Cloud 9 had done his bid like a gangster, and he was coming home the same way, with a throwdown that proved his investments had matured more than he had. We could hear the music from three piers away, inside our cab, and by the time we pulled up it was deafening, monumentally obnoxious. Although not compared to the yacht.
Imagine the boat you’d build if you were the richest man in the world, and had the smallest penis. The lower deck was crammed with early-comers, drinks in hand, grooving to techno or one of its infinite, indistinguishable variants, all of which sound to me the way a Eurotrash guy’s cologne smells. Hundreds more were lined up on the dock, spilling from the ass-end of a velvet-rope maze. At the front, three bouncer-sized men holding clipboards they never looked at and walkie-talkies they never spoke into beckoned people up the gangway in groups of three and four.

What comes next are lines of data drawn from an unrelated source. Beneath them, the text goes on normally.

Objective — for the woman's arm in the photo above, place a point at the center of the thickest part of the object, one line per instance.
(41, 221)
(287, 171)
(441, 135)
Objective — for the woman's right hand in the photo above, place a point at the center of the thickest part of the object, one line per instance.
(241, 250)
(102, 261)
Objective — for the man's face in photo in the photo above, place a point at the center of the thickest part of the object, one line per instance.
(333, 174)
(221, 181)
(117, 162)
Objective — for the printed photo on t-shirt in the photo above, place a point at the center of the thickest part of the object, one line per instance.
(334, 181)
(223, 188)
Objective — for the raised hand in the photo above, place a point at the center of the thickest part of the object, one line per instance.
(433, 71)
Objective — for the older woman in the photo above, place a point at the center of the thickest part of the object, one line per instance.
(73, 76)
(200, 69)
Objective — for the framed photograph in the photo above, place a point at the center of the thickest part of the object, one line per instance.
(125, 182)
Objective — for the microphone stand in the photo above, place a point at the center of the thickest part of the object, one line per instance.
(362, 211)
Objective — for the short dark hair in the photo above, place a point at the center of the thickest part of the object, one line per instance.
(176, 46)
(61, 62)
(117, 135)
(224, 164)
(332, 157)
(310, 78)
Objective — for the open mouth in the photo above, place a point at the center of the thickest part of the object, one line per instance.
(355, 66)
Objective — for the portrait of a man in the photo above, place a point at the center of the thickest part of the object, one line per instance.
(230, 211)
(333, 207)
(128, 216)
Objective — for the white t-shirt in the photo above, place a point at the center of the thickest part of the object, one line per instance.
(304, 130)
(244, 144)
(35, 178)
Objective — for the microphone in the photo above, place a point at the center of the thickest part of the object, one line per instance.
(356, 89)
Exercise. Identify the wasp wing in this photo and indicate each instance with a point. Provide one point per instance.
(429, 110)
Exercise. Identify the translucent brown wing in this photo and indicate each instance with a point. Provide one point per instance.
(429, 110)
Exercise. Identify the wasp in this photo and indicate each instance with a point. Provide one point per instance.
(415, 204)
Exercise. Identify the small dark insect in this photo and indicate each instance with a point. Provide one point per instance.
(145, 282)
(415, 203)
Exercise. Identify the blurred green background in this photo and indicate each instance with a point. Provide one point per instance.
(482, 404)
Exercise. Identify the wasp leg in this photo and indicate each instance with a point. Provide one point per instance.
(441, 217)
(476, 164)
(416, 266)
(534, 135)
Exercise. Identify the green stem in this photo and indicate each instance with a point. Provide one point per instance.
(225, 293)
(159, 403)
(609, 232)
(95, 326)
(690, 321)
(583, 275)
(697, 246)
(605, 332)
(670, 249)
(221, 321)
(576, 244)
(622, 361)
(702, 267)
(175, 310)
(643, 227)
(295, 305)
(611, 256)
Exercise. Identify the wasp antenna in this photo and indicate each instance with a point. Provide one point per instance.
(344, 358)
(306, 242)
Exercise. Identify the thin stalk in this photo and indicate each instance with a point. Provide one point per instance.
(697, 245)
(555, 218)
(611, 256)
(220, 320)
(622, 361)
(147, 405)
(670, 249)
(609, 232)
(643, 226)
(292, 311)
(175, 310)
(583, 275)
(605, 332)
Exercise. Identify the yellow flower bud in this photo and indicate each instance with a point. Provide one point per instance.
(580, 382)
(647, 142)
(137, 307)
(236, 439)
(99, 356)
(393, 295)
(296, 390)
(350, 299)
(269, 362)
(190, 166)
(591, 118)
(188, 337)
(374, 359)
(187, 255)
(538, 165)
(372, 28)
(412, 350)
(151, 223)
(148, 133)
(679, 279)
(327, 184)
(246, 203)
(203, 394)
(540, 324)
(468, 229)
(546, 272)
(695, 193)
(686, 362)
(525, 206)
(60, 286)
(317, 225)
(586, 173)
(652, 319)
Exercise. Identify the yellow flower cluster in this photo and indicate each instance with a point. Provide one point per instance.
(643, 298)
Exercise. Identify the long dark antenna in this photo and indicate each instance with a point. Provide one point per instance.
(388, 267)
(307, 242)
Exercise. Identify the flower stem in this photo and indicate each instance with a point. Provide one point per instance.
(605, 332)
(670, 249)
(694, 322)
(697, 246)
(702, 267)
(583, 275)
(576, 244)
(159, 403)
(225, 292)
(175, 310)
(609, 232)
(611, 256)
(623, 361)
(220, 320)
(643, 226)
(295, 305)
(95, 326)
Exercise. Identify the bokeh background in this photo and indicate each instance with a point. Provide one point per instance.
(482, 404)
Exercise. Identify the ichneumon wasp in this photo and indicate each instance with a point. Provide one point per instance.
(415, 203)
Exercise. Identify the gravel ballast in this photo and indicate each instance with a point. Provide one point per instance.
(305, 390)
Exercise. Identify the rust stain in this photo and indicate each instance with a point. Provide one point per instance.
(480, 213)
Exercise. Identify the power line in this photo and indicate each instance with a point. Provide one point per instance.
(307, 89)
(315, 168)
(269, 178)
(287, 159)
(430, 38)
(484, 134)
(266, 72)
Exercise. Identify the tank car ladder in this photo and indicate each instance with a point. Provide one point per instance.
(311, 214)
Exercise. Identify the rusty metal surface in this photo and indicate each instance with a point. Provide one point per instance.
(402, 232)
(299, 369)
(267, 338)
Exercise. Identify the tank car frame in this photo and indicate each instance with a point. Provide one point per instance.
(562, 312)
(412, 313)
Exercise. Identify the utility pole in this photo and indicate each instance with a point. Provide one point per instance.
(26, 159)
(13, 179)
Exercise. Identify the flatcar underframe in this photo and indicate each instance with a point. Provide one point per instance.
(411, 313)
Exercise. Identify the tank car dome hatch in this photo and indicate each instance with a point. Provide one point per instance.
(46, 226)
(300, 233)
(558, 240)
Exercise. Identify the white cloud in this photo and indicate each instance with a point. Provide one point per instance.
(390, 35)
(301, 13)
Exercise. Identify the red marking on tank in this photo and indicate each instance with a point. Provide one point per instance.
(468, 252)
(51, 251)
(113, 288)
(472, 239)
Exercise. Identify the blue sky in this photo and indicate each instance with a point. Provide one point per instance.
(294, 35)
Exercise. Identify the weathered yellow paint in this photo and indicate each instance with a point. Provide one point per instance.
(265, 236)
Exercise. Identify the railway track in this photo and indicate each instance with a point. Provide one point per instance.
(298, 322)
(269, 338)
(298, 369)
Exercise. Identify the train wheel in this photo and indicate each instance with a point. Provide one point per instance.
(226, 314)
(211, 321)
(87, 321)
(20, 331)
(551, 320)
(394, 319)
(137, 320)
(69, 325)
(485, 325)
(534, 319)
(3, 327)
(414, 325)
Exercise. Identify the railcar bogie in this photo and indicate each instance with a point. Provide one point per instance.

Billy unfolded himself onto the curb and blinked at the commotion. He didn’t even have the presence of mind to close the taxi door behind him, just stood there running his p
alm over his crewcut again and again. It made him look freshly lobotomized, and his scalp was forty percent lighter than his forehead, but two-toned psych-ward-deserter was an improvement.
“Come on,” I said, “we better get in line.”
“Like hell.”
I turned to look at him, but Billy was already fifteen feet away, and all I could make out was the bob and weave of his shorn dome. At every moment, my father simply occupied the one spot where nobody was; if you shrank the people down to molecules, it would’ve been the kind of phenomenon a physicist would name after himself. For a second, I wondered if Billy had learned it in the rainforest. Then I realized this was some graffiti-shogun shit.
I tried to follow him, and within seconds found myself as stymied as a spiderwebbed fly. I always imagine Stymie was a real person, by the way, a guy so hapless that his buddies started using his name as a synonym for failure. I turned around and began trying to retrace my long-gone path, then froze when I heard my name over a bullhorn.
“Paging Kilroy Dondi Vance. Mr. Vance, please step to the front of the line.”
“Ayo!” I threw my hand up, waved it around. Dozens of older, better-dressed people turned to suck their teeth at the kid acting a fool. “That’s me,” I announced, and the masses parted grudgingly, salty as the Red Sea. I strutted through a corridor of bodies and joined Billy. A bouncer fastened orange paper bands around our left wrists. “VIP lounge is on the top deck,” he said, stepping aside to let us board.
We climbed the gangplank, and both flights of stairs. At the top, another bouncer flicked his eyes at our wrists, then reached for the handle of a smoked-glass door. Weird, I thought, that a dude fresh out the penitentiary would be so into security. Or maybe it wasn’t.